CRATs & CLUTs & DAFs…oh my!

DECEMBER 18, 2020 - The life-transforming work of charities is important. We know that any gift which allows you to advance your mission is welcomed and appreciated. But there are strategic ways your donors can contribute to your organization which minimize taxes and maximize gifts.

Don’t be frightened by the names and number of them, because we’re here to help you keep them straight. As you work with your donors, consider these most popular charitable giving vehicles:

With a charitable remainder trust (CRT), an individual contributes assets to an irrevocable trust that makes annual distributions to the donor or other individual beneficiaries for the duration of the life or lives of the beneficiaries, or for a fixed term of years. Once the trust term has ended, the remaining trust assets pass to the donor’s chosen charities. 

A CRT can be funded with many different types of assets and the donor is able to take an immediate tax deduction for the present value of the trust assets which will pass to charity. For this reason, a CRT is a good option for a donor who wishes to take an immediate tax deduction but who needs an income stream as well.  

These vehicles can also be used to preserve the value of highly appreciated assets. A donor can contribute appreciated assets to a CRT and the trust, because it is tax-exempt, can sell the assets without paying capital gains tax at the time of the sale, leaving the entire amount of the proceeds available for investment for the benefit of both the individual and charitable beneficiaries.  

There are two ways to structure CRTs: 
Charitable Remainder Annuity Trusts (or CRATs) distribute a fixed annuity each year and do not allow for additional contributions to the trust.
Charitable Remainder Unitrusts (or CRUTs) distribute a fixed annual percentage based on the balance of the trust assets and do allow for additional contributions to the trust.

With a charitable lead trust (CLT), an individual contributes assets to an irrevocable trust that makes annual distributions to one or more charities for a life term or fixed term of years.
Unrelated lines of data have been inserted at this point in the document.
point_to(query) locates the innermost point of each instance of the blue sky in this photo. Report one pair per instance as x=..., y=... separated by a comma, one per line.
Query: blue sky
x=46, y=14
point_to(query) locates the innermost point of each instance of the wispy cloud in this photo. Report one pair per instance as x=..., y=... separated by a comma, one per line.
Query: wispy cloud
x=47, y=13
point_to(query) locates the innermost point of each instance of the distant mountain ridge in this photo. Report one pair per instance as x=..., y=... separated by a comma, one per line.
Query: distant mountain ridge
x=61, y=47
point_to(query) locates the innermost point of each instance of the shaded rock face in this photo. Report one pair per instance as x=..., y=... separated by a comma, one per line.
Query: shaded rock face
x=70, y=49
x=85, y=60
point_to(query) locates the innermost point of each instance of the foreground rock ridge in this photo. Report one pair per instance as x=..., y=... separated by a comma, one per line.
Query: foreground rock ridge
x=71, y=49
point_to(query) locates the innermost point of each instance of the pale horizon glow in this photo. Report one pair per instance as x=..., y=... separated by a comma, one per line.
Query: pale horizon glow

At the end of the trust term, the assets are either returned to the donor or passed to other individuals, usually family members. The donor will be entitled to either a charitable income tax deduction or gift tax deduction. Unlike CRTs, CLTs are not tax-exempt, and the party responsible for paying the tax will depend on the type of CLT.

  • Grantor CLT – The assets will be returned to the donor at the end of the trust term. The donor in this case is entitled to an income tax deduction in the year the trust is established for the present value of the income stream going to charity. However, the donor will be responsible for paying the income tax on the trust each year. This could be a good fit for a donor who has plans to make charitable gifts but could benefit from a larger deduction to offset a significant taxable event in a particular year.
  • Non-Grantor CLT – The assets will pass to other individuals at the end of the trust term. The donor in this case is entitled to a gift tax deduction. The income is not taxed to the donor, rather it is taxed to the trust, and the trust can take a charitable deduction for amounts passing to charity each year. A non-grantor CLT removes assets from the donor’s estate, potentially reducing the amount transfer taxes that could be owed to pass assets to the next generation.

Just as with the CRT, a qualified CLT can be structured as either: 
Charitable Lead Annuity Trusts (or CLATs) with a fixed dollar amount going to charity annually, or as
Charitable Lead Unitrusts (or CLUTs) with a fixed percentage applied to the trust annually to determine the payments.

A charitable gift annuity is a contractual agreement between a donor and a non-profit organization. The donor contributes assets to the organization in exchange for fixed annuity payments for life, or for the lives of one or two other annuitants. The annuity payment and charitable deduction amounts are determined based on the funding amount and the age of the annuitant(s). Upon the death of the annuitant(s), the remaining assets are retained by the organization to further its charitable purposes.

A donor-advised fund (DAF) is a charitable giving account that is sponsored by a public charity, like HighGround Advisors, and funded by a donor’s tax-deductible contributions of cash, stock, or other assets. Contributions to a DAF have the potential to grow, tax-free, over time and donors retain the right to recommend grants from the DAF to eligible charities of their choice. 

For these reasons, a DAF is an excellent vehicle for donors who wish to maximize their charitable impact, give in a tax-advantageous way, and streamline the administration of their donations.